Creativiteit en de Stad is op z’n minst interessant voor iedereen die zich met het stedelijk beleid bezig houdt. Dus ook voor de beleidsmakers van de stadskerken. De kerk heeft de ‘Creatieve Klasse’ ontdekt: in navolging van Tim Kellers Redeemerkerk in het hartje van Manhattan richt een deel van de stadskerken zich nu ook specifiek op deze (moeilijk bereikbare) doelgroep. Maar, zo kunnen we uit deze bundel wel concluderen, de naam dekt lading niet. Tenminste, te vaak wordt ook in de kerkelijke omgeving bij de ‘Creatieve Klasse’ slechts gedacht aan hoger opgeleiden of de mensen die in creatieve beroepen werken. Maar creativiteit is niet gebonden aan opleidingsniveau noch salarisschaal. Van orderpicker tot bankdirecteur, creativiteit is op elk niveau gevraagd. De kunst is natuurlijk de creativiteit ook op de werkvloer een kans te geven.

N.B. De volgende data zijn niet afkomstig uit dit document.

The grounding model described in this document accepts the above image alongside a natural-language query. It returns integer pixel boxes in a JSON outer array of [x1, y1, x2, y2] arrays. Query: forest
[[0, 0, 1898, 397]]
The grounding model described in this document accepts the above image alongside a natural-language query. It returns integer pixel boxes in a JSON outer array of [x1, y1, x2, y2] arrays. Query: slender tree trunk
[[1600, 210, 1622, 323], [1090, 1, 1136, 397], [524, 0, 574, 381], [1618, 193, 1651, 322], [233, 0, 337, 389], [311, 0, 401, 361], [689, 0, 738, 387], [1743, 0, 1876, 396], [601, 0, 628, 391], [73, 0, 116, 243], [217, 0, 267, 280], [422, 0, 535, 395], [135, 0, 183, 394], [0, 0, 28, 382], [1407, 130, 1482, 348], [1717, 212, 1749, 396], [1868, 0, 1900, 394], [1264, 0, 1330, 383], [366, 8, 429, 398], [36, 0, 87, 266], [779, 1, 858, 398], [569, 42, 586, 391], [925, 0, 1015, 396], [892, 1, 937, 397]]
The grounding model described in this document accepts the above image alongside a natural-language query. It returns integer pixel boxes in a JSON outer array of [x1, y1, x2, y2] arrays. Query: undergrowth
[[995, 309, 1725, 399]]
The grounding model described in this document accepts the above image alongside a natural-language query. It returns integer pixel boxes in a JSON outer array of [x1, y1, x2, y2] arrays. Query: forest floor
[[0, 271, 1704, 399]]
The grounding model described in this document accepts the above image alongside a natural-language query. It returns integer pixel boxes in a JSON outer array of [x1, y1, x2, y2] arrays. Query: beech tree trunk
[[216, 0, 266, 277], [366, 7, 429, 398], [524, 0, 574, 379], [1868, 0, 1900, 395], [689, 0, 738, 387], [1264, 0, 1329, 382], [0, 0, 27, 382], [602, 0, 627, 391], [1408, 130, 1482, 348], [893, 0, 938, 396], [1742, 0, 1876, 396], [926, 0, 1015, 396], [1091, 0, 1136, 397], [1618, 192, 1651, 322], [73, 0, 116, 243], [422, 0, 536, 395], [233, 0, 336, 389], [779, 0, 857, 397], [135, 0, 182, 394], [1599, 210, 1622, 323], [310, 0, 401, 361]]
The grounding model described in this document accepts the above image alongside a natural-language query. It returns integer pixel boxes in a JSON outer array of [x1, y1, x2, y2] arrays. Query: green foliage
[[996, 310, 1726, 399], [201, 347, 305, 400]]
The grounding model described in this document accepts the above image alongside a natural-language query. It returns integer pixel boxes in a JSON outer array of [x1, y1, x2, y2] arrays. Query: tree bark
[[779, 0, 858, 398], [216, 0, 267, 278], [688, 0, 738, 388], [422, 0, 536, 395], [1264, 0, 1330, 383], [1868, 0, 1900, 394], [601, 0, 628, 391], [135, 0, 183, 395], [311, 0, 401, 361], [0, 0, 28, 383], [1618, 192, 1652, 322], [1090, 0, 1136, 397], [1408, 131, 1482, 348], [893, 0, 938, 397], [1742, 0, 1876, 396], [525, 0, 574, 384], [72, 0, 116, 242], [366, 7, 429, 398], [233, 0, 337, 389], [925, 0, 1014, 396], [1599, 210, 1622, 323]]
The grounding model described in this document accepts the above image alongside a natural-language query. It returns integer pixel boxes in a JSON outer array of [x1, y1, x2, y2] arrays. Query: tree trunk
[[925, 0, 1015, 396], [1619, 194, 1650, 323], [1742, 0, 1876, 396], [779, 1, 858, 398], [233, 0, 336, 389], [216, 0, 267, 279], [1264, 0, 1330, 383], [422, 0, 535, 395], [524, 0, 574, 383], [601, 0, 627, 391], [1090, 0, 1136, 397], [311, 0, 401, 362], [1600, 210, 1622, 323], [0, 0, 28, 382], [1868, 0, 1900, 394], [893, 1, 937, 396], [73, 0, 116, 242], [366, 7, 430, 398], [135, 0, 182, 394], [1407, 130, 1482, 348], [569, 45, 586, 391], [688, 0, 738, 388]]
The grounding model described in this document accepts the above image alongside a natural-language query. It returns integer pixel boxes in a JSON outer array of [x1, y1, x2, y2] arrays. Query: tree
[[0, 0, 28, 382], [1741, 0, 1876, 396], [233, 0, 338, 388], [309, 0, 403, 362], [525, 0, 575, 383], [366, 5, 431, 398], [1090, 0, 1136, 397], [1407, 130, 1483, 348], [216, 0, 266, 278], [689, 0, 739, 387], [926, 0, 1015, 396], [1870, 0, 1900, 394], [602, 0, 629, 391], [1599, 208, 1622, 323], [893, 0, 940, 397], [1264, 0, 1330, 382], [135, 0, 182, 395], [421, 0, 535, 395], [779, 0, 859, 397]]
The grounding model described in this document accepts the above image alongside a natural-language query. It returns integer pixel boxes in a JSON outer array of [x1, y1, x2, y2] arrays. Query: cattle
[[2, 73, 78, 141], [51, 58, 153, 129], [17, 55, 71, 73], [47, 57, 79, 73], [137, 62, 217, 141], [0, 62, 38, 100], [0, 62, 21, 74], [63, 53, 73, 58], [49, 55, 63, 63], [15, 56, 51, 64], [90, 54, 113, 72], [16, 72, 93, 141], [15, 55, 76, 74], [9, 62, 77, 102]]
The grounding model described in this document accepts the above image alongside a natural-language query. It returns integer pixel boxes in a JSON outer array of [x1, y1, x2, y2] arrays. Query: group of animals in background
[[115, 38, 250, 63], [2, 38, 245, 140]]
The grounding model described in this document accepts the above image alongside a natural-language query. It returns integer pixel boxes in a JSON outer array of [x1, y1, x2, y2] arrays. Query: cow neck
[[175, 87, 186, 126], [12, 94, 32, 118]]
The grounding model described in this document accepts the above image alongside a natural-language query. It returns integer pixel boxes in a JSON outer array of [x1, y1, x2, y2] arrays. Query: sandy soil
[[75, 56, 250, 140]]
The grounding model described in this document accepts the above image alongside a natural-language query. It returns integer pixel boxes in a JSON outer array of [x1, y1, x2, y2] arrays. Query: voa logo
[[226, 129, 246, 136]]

Wil de kerk dus ook in de samenleving van de toekomst betekenis hebben, er vanuit gaande dat de ontdekking van Florida het perspectief voor de toekomst is, dan zal ze zelf een creatieve omgeving moeten zijn. Een omgeving waar oude en nieuwe ideeën op een vindingrijke manier bij elkaar worden gebracht, waar mensen zichzelf kunnen zijn, en waar ze ‘anderen’ ontmoeten. Het wonderlijke is: volgens mij heeft de kerk als creatieve omgeving heel goede papieren. Is in de gedachte van de kerk als ‘lichaam van Christus’ de diversiteit niet gegarandeerd? In ieder geval bracht ze van oudsher burgers samen onder één dak, van burgemeesters tot arbeiders. Wellicht is die diversiteit in de afgelopen halve eeuw verloren, is alleen de middenklasse in de kerk gebleven. Toch ontvouwt zich hier, vanuit de theorie van Florida, een geweldige kans voor de kerk. Is de kerk in de huidige samenleving niet één van de weinige plekken – een verademing! – in onze samenleving die (principieel) alle lagen van de samenleving bij elkaar brengt? En juist die confrontatie, in samenwerking door de sociale lagen heen, leidt tot creativiteit. Mits, en dat is misschien wel het probleem van de kerk, we elkaar ook accepteren zoals we zijn. Meer dan accepteren: tolerantie gevraagd. De diversiteit van de kerk heeft toekomst in de creatieve stad.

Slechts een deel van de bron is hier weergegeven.